Tuesday, January 3, 2023

Carib-noir: Black Moon (1934)

      Black Moon [videorecording (DVD)]; a Columbia production; Columbia Pictures Corporation presents; screenplay by Wells Root, based story written by Clements Ripley; directed by Roy William Neill; cinematography by Joseph H. August; edited by Richard Cahoon. Culver City, Calif.: Sony Pictures Home Entertainment, 2011. Originally released as a motion picture in 1934. Performers: Jack Holt; Fay Wray; Dorothy Burgess; Cora Sue Collins; Arnold Korff.   
     Summary: a young girl who lives on a tropical island loses her parents to a voodoo sacrifice, but although she manages to escape the island, a curse is put on her. Years later, as an adult, she feels a strong compulsion to return to the island to confront her past. Her husband, her daughter and her nanny go with her, but once back on the island, the woman finds herself elevated by the locals to the stature of a voodoo goddess, and she begins her inevitable descent into madness, with disastrous results for her family.

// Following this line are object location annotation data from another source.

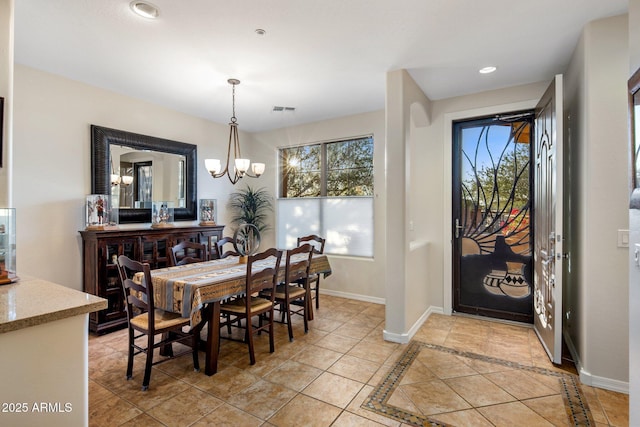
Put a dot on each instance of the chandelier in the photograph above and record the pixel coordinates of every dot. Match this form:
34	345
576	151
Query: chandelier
240	165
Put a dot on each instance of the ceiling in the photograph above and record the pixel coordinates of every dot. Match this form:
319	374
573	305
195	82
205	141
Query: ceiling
326	58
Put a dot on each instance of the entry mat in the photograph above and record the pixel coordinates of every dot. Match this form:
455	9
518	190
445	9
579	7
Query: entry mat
431	385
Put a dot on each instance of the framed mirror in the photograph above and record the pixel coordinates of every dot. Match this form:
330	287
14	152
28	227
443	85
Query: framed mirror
634	128
143	168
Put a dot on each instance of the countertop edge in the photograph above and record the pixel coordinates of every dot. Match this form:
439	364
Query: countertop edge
41	319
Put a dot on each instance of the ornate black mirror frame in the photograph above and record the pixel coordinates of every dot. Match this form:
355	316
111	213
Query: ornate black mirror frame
101	140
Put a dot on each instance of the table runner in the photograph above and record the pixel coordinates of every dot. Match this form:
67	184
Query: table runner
210	281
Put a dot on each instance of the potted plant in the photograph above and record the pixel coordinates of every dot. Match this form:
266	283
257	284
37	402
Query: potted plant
251	206
249	210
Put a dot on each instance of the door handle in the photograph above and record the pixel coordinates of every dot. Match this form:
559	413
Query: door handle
458	227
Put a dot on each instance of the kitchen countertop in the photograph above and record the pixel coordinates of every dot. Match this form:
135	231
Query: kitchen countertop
31	302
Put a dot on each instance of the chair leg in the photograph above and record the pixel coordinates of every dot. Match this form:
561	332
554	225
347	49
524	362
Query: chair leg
249	337
306	305
149	364
288	314
130	358
272	347
196	344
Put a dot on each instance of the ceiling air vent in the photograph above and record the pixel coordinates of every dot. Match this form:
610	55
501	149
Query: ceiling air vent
278	108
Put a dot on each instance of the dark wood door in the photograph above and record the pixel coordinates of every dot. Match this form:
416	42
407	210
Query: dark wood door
492	257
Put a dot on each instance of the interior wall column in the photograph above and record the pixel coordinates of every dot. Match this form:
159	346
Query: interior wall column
395	188
6	92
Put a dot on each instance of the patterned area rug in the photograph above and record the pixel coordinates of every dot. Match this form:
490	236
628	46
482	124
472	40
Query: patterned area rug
432	385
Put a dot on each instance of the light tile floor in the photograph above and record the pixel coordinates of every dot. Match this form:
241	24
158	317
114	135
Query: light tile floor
319	379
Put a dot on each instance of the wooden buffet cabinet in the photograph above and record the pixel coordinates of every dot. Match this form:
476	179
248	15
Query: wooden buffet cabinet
152	245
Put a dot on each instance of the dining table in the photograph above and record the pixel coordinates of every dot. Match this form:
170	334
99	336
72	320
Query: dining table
196	290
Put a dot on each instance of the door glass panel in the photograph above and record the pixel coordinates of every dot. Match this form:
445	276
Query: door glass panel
492	224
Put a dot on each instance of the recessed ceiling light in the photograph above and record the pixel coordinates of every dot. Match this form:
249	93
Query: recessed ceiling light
487	70
144	9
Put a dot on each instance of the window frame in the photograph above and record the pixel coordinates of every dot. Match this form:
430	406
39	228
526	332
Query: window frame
325	229
323	165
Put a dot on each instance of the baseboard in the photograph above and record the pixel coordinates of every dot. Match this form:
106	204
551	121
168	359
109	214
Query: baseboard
404	338
589	379
348	295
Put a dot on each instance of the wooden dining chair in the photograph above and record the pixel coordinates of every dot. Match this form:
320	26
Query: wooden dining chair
145	319
226	241
252	304
314	279
188	252
292	294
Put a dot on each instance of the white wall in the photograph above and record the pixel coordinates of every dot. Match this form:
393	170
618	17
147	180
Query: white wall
598	290
634	237
353	277
52	118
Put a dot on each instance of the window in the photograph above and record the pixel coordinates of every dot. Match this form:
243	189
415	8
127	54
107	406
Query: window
327	189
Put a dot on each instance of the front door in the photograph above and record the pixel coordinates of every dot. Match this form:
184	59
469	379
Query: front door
548	219
492	227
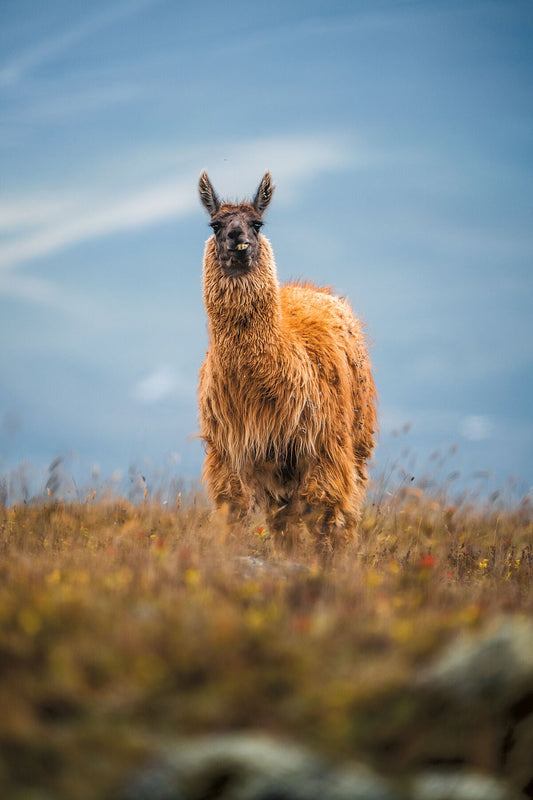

    [Minor SPOILERS in comments below]. Black Moon is a little-remembered pre-Code gem that I recently stumbled upon at the public library. I’d just seen King Kong again and wanted to watch more movies with Fay Wray. Happily my library had a copy of Black Moon and, perhaps even better, Mystery of the Wax Museum, in which she does some screaming that gives even her famous shrieks in Kong a run for their money.

    But getting back to Black Moon, it sounded interesting and I snapped it up right away. I wasn’t disappointed, though I must admit that Miss Wray, while she looks beautiful and turns in a competent performance, doesn’t register so much because the character she plays isn’t very interesting and furthermore doesn’t have that much to do. The real revelation is Dorothy Burgess as our ill-fated heroine. She was apparently a big deal in the early Thirties but her star faded quickly in the latter part of the decade. She died of lung cancer in 1961 at the youthful age of 54, largely forgotten. The character she plays is a well-bred sort with a decidedly Brit air [1] who secretly harbors an ambition to return to the island and become a voodoo high priestess. I suspect she enjoyed playing the bad girl, and performing a scandalous dance at that! Miss Burgess’s nuanced performance is all the more impressive when we consider that she was the ripe old age of twenty-seven. Did people really grow up faster in them days? In any event I predict that Black Moon is the role for which she’ll be remembered, if she's remembered at all.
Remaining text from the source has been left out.